Evidence of bitcoin as an inflation hedge
Bitcoin has certainly outperformed fiat currencies over the last decade. But while many fiat currencies were stable over the last decade, bitcoin’s price was not.
Bitcoin has become incredibly popular around the world, has been adopted and used in large parts of the global economy and has seen a very impressive growth rate. Bitcoin was trading under $100/coin in 2012 and reached an all-time high of nearly $70,000 in 2021, under a decade later.
The performance of bitcoin over the last decade served as further evidence of the asset being a hedge against fiat currency devaluation and strengthened its store of value investment theory.
Inflation hedge narrative shifts
In 2022, however, it has been a different story. Beginning in 2022, the U.S. Federal Reserve began to raise interest rates and pull liquidity out of the market. Spurred by record high inflation, the U.S. Federal Reserve took these extreme measures in order to combat inflation in the economy.
By raising interest rates and decreasing market liquidity, the Fed caused assets like stocks, bonds, real estate and even cryptocurrencies to see tremendous headwinds. U.S. stocks are down over 20% year to date, bonds are down over 30%, real estate is down over 15% and cryptocurrencies are down over 60% so far this year (as of November 2022).
Many traders describe the market we’re seeing in 2022 as a “risk-off” environment.
Bonds reassert inflation hedge precedence
US Treasury bonds are considered the safest investment in the world. Often described as the “risk-free rate,” these bonds provide investors with a guaranteed yield and protection of principal.
Because the Federal Reserve has raised interest rates significantly this year, the risk-free rates of U.S. Treasury bonds are higher than they have been in over a decade. Many investors see this as an opportunity to invest in government bonds – and consequently, they have been purchasing and investing in government bonds over other assets like stocks and crypto.
In fact, individuals were so eager to invest in these bonds and the web traffic of people visiting the Treasury Direct website was so high, the website couldn’t handle the traffic and crashed.
Bitcoin loses ground as inflation hedge
As the market shifted from a “risk-on” environment, where bond yields were low enough that individuals preferred a more speculative asset allocation, to a “risk-off” environment, cryptocurrencies have underperformed many other assets.
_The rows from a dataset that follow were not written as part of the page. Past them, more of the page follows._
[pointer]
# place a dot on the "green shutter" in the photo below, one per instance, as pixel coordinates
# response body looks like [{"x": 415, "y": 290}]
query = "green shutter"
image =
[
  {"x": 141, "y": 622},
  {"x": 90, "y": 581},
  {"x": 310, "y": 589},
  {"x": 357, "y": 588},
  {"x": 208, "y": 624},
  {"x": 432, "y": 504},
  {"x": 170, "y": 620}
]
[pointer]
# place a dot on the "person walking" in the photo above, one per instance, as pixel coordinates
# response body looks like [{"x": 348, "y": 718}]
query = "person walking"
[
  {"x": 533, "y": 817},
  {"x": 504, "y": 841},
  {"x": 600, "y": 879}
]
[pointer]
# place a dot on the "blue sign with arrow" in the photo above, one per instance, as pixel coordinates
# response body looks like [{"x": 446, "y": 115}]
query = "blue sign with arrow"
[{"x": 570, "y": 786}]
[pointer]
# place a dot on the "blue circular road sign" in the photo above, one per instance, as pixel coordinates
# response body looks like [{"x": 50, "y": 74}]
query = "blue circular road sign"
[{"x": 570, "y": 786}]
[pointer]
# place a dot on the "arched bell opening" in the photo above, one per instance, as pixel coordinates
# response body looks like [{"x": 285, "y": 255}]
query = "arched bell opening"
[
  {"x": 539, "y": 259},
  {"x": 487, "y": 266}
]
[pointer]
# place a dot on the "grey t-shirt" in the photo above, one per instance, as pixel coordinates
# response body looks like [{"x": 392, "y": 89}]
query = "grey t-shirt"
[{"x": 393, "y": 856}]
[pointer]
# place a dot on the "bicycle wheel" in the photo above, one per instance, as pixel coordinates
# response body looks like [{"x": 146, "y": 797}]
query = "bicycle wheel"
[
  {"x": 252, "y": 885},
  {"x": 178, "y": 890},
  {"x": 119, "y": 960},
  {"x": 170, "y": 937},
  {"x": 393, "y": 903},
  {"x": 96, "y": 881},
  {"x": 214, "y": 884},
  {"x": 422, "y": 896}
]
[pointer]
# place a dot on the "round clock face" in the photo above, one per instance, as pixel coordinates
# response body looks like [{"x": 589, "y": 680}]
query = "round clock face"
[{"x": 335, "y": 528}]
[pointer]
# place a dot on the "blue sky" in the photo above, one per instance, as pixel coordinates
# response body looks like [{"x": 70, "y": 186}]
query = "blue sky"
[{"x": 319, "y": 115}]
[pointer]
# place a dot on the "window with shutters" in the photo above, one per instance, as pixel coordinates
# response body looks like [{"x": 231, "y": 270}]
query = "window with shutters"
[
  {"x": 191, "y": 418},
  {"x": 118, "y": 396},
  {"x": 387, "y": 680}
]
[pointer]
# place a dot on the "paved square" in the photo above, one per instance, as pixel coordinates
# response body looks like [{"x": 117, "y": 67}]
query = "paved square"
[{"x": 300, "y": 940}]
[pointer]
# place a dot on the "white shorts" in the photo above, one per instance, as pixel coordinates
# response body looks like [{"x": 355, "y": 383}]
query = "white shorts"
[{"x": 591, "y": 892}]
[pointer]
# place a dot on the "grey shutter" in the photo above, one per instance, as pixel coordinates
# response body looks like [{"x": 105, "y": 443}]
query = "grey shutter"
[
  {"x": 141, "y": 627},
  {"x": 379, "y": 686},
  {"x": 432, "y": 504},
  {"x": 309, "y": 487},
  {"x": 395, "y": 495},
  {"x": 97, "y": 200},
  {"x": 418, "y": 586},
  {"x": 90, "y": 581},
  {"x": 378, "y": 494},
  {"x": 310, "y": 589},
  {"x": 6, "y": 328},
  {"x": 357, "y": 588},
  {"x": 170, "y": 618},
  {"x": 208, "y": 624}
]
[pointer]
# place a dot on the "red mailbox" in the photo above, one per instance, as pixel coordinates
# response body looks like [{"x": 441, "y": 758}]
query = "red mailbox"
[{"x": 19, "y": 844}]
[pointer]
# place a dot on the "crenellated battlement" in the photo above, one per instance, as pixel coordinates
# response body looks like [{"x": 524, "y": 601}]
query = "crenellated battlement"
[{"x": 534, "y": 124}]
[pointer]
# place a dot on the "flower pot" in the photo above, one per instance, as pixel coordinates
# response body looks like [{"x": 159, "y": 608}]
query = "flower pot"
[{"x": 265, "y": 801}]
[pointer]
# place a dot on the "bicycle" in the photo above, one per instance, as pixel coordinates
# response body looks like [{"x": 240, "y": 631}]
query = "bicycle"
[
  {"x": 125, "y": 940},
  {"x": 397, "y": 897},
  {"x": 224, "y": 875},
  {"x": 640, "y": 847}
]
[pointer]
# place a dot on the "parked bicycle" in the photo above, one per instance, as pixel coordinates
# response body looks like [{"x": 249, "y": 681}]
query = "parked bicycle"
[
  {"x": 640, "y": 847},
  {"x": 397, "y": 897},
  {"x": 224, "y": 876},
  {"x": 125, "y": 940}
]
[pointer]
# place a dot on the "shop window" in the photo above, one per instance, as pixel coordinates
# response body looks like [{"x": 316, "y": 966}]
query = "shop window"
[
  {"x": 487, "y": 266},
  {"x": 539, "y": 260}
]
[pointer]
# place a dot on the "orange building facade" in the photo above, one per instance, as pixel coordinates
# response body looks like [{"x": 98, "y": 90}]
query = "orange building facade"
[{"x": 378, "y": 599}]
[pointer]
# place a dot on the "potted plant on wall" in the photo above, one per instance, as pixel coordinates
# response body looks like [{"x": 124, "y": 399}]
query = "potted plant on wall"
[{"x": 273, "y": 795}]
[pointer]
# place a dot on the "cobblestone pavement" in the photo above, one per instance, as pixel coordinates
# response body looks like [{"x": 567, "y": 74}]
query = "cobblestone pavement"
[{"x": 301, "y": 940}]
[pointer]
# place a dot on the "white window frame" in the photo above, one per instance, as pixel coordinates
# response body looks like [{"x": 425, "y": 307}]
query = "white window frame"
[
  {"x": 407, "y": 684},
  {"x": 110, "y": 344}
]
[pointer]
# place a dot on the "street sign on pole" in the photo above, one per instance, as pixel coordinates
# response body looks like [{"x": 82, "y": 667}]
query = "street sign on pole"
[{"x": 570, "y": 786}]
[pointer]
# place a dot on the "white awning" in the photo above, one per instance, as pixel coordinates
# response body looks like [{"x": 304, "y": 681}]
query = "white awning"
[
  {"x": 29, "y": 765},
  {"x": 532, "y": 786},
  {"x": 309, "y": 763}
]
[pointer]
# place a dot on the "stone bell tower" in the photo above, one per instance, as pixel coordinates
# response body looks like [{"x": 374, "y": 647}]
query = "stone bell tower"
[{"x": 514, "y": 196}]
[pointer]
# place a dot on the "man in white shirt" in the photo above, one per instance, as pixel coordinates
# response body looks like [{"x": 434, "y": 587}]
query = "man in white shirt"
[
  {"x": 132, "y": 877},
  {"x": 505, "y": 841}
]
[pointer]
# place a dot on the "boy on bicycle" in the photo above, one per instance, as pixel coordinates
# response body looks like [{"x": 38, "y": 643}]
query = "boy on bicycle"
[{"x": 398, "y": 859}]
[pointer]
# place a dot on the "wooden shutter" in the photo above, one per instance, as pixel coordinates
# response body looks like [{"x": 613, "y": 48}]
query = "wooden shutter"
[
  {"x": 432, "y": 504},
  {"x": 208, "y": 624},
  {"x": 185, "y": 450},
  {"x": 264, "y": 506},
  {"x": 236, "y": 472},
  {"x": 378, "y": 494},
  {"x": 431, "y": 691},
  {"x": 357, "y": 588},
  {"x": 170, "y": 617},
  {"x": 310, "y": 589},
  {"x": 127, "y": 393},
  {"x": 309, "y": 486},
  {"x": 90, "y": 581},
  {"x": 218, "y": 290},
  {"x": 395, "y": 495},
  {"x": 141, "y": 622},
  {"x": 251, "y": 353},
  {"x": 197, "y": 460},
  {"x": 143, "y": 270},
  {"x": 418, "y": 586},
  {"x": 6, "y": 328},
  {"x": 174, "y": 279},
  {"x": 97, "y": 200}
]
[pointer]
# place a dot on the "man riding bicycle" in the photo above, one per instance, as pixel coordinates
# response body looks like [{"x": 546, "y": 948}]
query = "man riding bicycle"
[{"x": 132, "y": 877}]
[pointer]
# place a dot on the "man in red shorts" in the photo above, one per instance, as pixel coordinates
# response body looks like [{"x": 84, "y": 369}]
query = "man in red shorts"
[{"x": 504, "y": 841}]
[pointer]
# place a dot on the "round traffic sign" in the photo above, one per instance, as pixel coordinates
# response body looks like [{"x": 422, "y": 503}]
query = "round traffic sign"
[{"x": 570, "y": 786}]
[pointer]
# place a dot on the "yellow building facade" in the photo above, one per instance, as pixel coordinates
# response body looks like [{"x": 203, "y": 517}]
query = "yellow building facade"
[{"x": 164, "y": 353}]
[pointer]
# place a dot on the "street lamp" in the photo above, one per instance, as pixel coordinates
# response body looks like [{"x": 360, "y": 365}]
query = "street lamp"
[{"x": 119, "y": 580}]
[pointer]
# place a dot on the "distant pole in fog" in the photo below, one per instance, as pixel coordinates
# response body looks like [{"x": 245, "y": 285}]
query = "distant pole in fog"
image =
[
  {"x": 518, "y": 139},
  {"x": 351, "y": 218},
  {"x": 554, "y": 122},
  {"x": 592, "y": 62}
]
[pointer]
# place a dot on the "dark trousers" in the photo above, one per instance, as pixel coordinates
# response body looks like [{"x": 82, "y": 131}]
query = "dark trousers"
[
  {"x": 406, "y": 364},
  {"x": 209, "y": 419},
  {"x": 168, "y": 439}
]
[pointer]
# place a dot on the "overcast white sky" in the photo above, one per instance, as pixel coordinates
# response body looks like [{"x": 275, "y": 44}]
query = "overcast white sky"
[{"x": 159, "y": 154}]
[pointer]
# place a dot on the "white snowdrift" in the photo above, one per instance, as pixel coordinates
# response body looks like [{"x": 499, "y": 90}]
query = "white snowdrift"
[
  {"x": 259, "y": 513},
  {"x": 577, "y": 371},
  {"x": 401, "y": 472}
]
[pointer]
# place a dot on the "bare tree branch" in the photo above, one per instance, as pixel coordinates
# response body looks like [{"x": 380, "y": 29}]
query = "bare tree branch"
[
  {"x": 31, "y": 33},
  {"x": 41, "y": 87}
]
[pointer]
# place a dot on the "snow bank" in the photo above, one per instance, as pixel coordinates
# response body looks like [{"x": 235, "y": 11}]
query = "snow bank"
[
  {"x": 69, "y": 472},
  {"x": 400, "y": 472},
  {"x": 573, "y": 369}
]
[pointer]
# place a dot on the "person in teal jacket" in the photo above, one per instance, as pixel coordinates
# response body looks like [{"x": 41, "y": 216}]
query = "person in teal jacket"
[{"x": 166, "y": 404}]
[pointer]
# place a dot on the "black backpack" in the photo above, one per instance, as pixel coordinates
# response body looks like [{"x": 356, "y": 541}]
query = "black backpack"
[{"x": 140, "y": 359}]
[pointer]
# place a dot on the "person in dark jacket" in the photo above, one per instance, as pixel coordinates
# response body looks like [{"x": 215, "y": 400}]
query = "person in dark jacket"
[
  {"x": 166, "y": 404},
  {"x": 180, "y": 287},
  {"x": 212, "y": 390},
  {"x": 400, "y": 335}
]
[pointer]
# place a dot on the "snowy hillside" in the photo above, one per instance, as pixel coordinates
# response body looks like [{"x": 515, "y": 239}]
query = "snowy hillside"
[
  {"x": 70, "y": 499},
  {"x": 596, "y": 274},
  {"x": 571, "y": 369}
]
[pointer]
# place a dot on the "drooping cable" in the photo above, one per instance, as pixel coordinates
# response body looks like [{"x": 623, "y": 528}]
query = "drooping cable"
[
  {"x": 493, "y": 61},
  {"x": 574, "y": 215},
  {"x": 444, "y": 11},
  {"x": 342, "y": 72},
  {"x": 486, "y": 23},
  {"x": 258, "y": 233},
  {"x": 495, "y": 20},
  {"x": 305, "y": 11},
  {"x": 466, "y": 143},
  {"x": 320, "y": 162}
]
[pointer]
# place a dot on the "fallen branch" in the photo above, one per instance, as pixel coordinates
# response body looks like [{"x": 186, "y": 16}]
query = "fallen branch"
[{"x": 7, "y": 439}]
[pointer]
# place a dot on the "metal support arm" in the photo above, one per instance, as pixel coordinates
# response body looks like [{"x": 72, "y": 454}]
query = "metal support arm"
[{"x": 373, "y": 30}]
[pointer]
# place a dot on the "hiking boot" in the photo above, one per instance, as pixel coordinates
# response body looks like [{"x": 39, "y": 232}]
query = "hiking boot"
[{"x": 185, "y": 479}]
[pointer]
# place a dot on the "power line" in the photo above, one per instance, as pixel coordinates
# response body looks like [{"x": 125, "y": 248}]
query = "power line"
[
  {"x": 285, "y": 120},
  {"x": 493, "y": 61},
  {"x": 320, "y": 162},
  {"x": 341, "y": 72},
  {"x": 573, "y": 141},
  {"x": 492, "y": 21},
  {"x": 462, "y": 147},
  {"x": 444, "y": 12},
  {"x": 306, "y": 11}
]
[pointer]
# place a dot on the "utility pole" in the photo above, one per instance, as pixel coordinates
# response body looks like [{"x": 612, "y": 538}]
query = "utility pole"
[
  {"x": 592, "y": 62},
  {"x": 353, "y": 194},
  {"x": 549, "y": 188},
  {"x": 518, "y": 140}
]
This underperformance has led many crypto critics to state that the inflation hedge and store of value theses behind bitcoin have been invalidated. These individuals believe that cryptocurrencies are “risk-on” assets.
In other words, when the risk-free rate in the economy is low – and U.S. government bond yields are trivial, as they were for most of the last decade – investors will flock to assets like stocks and cryptocurrency where the potential return is much higher than it is in bonds.
When the market is “risk-off,” market participants believe investors will flock to bonds over speculative assets like crypto.
Bitcoin’s future as a risk asset
While cryptocurrency is still very young compared with other asset classes, these markets are helping individuals understand the driving investment thesis behind cryptocurrencies. It is important to understand all the nuances that go into global markets and investment allocations and know how to pivot when the market changes.
There has never been a time in bitcoin’s existence where the risk-free rate has been this high, and the eventual outcome will be very helpful for investment managers in the future. Whether or not Bitcoin and other cryptocurrencies are long-term inflation hedges and a store of value or simply a “risk-on” speculative assets preferred in times when bond yields are unattractive is yet to be perfectly understood.
This year has been significantly different than most of the last decade and the market we are currently seeing will be very beneficial to advisors who wish to better understand this new emerging asset class.